Ognuno ha cercato i propri rimedi per adeguarsi ai tempi mutati, trovando come leitmotiv comune l’amore per la città e l’arte che essa può proporre. Quando noi abbiamo aperto, nell’autunno del 1983, come Galleria Luce Arte Moderna, è sembrata una festa tra amici. In breve quelle vetrine d’angolo sono diventate una luce accesa sul campo e un luogo di passaggio in una Venezia frizzante e sempre più affamata d’arte.
Sebastian Matta è stata la mostra d’inaugurazione, a seguire Schifano, e subito dopo Salvo, per chiudere quel 1984 pieno di aspettative con ospite d’onore Riccardo Licata, artista amico che abitava a due passi da noi e che per la mostra realizzò appositamente dei piccoli gioiellini su tela. Fu un successone, vendemmo quasi tutto!
Allora era molto sentito il desiderio e l’ambizione di appendere a casa l’opera d’arte, per il piacere in sé di ammirarla e goderne. Analizzando a ritroso l’evoluzione del gusto, con gli occhi dell’oggi, si capisce come sia cambiata la mentalità, ma soprattutto la sensibilità.
Adesso per un certo tipo di collezionista il quadro, piuttosto che la scultura, sono considerati un investimento e come tale chi ad esso si rivolge cerca l’affare, la speculazione fine a se stessa. Poi c’è invece un’altra fascia di pubblico, per cui l’arte è puramente decorativa, complemento d’arredo. Per questi non conta tanto l’idea, la creazione, il nome dell’artista, quanto il colore dell’opera da abbinare al divano, insieme al prezzo contenuto, poiché le priorità sono altre.

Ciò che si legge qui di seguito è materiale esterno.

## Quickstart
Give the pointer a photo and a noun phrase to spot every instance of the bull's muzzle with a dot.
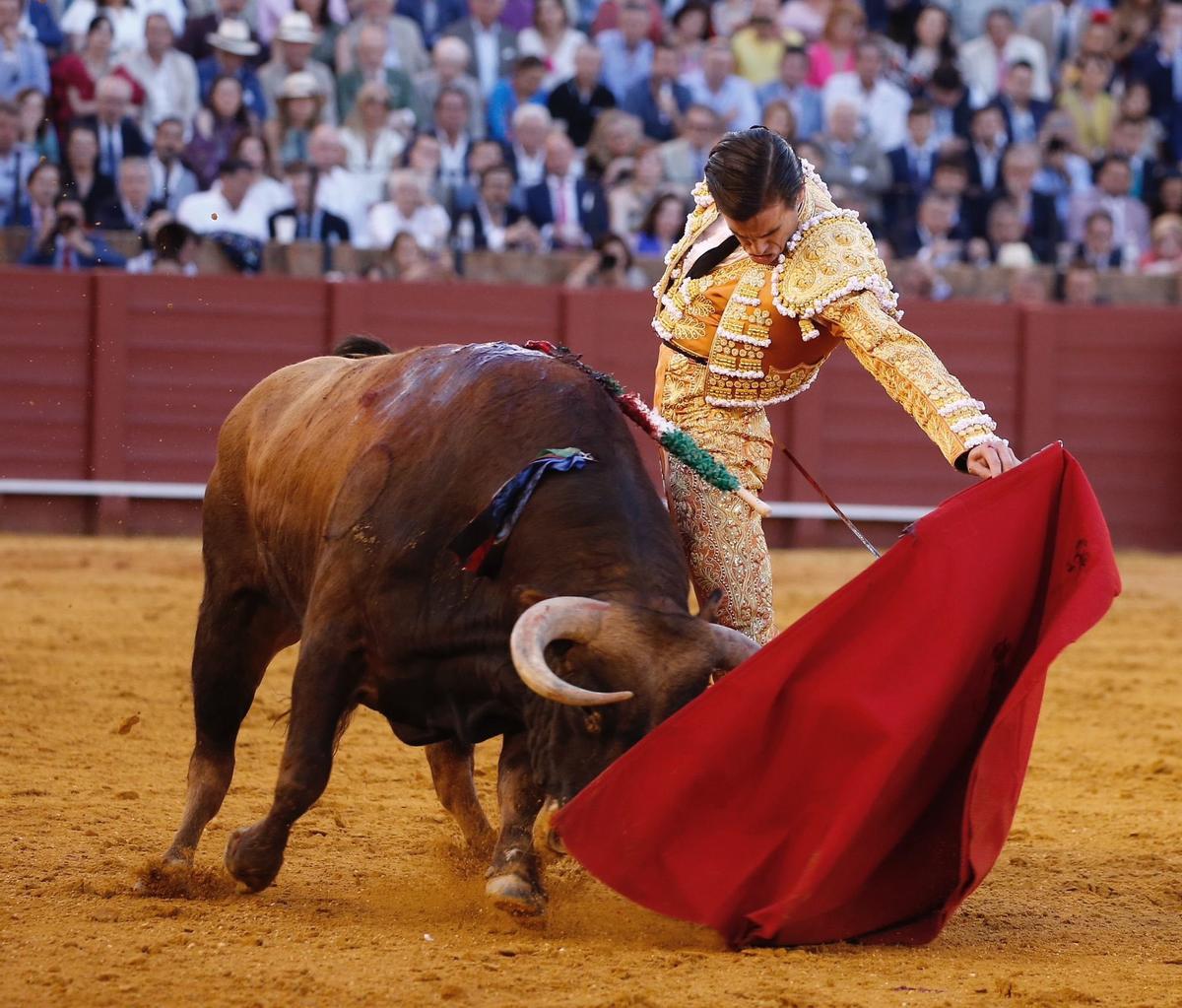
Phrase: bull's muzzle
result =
(545, 825)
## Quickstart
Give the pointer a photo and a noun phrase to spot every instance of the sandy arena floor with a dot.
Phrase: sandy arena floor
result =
(377, 904)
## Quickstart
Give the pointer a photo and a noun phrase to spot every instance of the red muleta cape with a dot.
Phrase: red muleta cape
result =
(857, 777)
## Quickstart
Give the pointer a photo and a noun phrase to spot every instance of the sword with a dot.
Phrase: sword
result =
(831, 503)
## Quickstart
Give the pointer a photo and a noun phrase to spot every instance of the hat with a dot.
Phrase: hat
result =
(299, 84)
(233, 36)
(296, 27)
(1016, 255)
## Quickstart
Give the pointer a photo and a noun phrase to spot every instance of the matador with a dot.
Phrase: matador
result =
(767, 279)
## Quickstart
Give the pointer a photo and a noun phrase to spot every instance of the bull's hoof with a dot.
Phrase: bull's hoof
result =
(252, 860)
(517, 896)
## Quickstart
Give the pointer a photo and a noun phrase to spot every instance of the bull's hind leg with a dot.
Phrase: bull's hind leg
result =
(452, 772)
(237, 635)
(514, 883)
(323, 693)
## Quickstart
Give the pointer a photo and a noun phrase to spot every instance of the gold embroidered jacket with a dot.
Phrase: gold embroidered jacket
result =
(763, 332)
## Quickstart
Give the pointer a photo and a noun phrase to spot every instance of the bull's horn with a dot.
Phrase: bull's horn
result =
(731, 646)
(565, 618)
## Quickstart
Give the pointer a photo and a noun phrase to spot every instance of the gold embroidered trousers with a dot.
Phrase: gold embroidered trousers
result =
(722, 537)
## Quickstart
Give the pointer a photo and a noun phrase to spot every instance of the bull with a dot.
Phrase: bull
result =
(338, 484)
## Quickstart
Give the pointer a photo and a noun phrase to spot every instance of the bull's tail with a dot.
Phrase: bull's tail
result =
(361, 347)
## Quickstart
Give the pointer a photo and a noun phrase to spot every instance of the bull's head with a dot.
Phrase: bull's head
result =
(624, 668)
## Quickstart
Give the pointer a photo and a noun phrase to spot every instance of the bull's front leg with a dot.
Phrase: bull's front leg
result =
(514, 883)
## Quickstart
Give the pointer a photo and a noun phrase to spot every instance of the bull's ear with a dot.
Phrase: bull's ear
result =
(527, 596)
(709, 608)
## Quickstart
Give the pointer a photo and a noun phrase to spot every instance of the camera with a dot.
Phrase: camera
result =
(65, 224)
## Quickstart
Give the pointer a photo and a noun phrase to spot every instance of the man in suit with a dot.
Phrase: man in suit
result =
(371, 45)
(492, 45)
(492, 223)
(171, 180)
(118, 136)
(1128, 140)
(450, 60)
(856, 170)
(881, 103)
(304, 220)
(911, 167)
(660, 100)
(578, 101)
(432, 17)
(1057, 25)
(1098, 248)
(987, 145)
(1041, 229)
(931, 235)
(1158, 63)
(527, 153)
(570, 212)
(951, 105)
(986, 58)
(1130, 219)
(1020, 110)
(684, 160)
(134, 206)
(716, 86)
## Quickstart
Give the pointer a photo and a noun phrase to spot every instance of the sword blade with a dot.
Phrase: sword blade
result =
(831, 503)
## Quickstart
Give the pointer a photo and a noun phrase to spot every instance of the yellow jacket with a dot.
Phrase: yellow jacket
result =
(763, 332)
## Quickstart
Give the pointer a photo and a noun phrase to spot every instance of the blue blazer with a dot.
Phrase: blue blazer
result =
(447, 13)
(592, 206)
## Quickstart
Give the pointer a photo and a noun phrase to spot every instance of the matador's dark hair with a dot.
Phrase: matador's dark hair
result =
(750, 169)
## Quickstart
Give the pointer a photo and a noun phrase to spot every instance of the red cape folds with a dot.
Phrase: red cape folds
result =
(858, 776)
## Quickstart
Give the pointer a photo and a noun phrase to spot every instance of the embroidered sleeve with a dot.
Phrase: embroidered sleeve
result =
(913, 375)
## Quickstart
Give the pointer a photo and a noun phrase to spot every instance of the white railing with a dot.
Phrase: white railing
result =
(195, 491)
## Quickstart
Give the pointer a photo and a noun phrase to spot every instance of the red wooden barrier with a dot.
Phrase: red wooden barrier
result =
(109, 376)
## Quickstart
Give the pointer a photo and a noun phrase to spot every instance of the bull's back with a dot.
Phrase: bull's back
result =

In questo caso il gallerista diventa una sorta di “personal shopper”. Sembra lo scadimento di un ruolo che nasce da passione, da convinzione in quello che si propone, frutto di amore per quello che l’arte può dare. In realtà non è così svilita la professionalità, perché diventa una contestualizzazione, un avvicinarsi a tuttotondo alla vita del cliente, che va compreso anche nella sua dimensione privata.
Infine, ed oggi sono una grossa fetta, ci sono quanti si rivolgono alla galleria anche solamente in forma virtuale, dopo aver navigato in rete alla ricerca di prezzi al ribasso senza cercare il consiglio o l’approfondimento, la storia o il contatto personale. Sono quelli che “giocano” con le aste, sperando di aggiudicarsi magari all’ultimo minuto di notte, l’opera dell’artista famoso, ad un prezzo stracciato.

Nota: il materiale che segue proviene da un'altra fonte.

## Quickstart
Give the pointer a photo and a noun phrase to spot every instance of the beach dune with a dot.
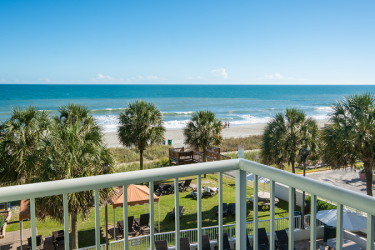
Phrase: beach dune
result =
(177, 136)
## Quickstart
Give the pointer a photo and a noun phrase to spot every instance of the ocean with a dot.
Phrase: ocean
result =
(238, 104)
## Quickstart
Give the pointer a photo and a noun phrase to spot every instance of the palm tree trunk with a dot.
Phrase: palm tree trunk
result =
(295, 195)
(74, 230)
(204, 158)
(141, 159)
(368, 171)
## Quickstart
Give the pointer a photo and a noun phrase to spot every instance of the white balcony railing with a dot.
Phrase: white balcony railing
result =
(315, 188)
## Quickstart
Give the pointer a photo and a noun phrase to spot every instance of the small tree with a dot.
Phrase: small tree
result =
(351, 134)
(203, 131)
(141, 125)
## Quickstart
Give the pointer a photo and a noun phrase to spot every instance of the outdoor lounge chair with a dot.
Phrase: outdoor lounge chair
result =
(263, 242)
(185, 185)
(225, 209)
(39, 242)
(226, 244)
(232, 207)
(184, 243)
(172, 215)
(206, 242)
(282, 240)
(161, 245)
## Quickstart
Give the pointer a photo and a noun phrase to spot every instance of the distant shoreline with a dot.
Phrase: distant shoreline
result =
(177, 137)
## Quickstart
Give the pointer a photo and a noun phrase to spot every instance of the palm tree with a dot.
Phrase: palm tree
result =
(351, 134)
(75, 149)
(20, 156)
(203, 131)
(141, 125)
(285, 135)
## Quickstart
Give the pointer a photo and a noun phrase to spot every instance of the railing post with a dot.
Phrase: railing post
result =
(97, 219)
(291, 218)
(370, 232)
(66, 222)
(339, 228)
(177, 213)
(151, 210)
(125, 215)
(33, 223)
(199, 211)
(313, 222)
(272, 215)
(255, 210)
(220, 210)
(241, 209)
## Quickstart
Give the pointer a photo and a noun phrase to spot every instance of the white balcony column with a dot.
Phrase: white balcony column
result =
(199, 211)
(33, 223)
(97, 219)
(339, 228)
(313, 222)
(291, 219)
(241, 209)
(66, 222)
(255, 210)
(220, 210)
(272, 215)
(151, 209)
(177, 213)
(125, 216)
(370, 232)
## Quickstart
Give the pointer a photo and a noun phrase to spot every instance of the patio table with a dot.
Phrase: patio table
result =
(348, 244)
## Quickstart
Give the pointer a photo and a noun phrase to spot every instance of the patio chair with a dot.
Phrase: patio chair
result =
(226, 244)
(232, 207)
(185, 185)
(263, 242)
(172, 215)
(282, 239)
(157, 189)
(166, 189)
(39, 242)
(184, 243)
(206, 242)
(225, 209)
(161, 245)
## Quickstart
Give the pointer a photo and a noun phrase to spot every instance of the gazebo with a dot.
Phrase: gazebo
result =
(137, 195)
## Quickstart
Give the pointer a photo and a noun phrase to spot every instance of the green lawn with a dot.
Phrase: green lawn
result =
(188, 221)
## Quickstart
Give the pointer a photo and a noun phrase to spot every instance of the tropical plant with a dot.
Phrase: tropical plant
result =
(285, 135)
(203, 131)
(20, 155)
(141, 125)
(75, 149)
(351, 134)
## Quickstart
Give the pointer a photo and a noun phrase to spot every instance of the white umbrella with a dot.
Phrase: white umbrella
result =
(261, 179)
(351, 219)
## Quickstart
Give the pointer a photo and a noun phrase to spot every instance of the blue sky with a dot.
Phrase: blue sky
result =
(187, 42)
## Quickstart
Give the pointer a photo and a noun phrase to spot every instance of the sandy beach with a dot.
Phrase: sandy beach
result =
(177, 137)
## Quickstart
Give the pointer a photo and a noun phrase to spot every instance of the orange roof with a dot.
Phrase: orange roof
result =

Ma Venezia con le sue Gallerie va oltre tutto questo; paga senz’altro questa forma di globalizzazione, però il rimedio potrebbe essere quello di riappropriarsi criticamente del suo passato: è per tradizione e storia città di mercanti che sin dalla sua fondazione, nel V secolo o giù di lì, ha basato la sua crescita sull’arte della compravendita e dello scambio, e che nel dialogo interculturale ha giocato via via le sue fortune.
Rispetto ad altre realtà italiane ed internazionali, magari più propense alla contemporaneità, Venezia dovrebbe proseguire sulla scia di quello che la sua storia secolare le ha insegnato; essere sempre più vetrina sul mondo, senza chiudersi in se stessa e sul suo passato, ma da questo prendere spunto per ripartire. Tenendo al centro l’arte di qualità, come unica ed ultima panacea alla gretta globalizzazione che rischia di inghiottirla.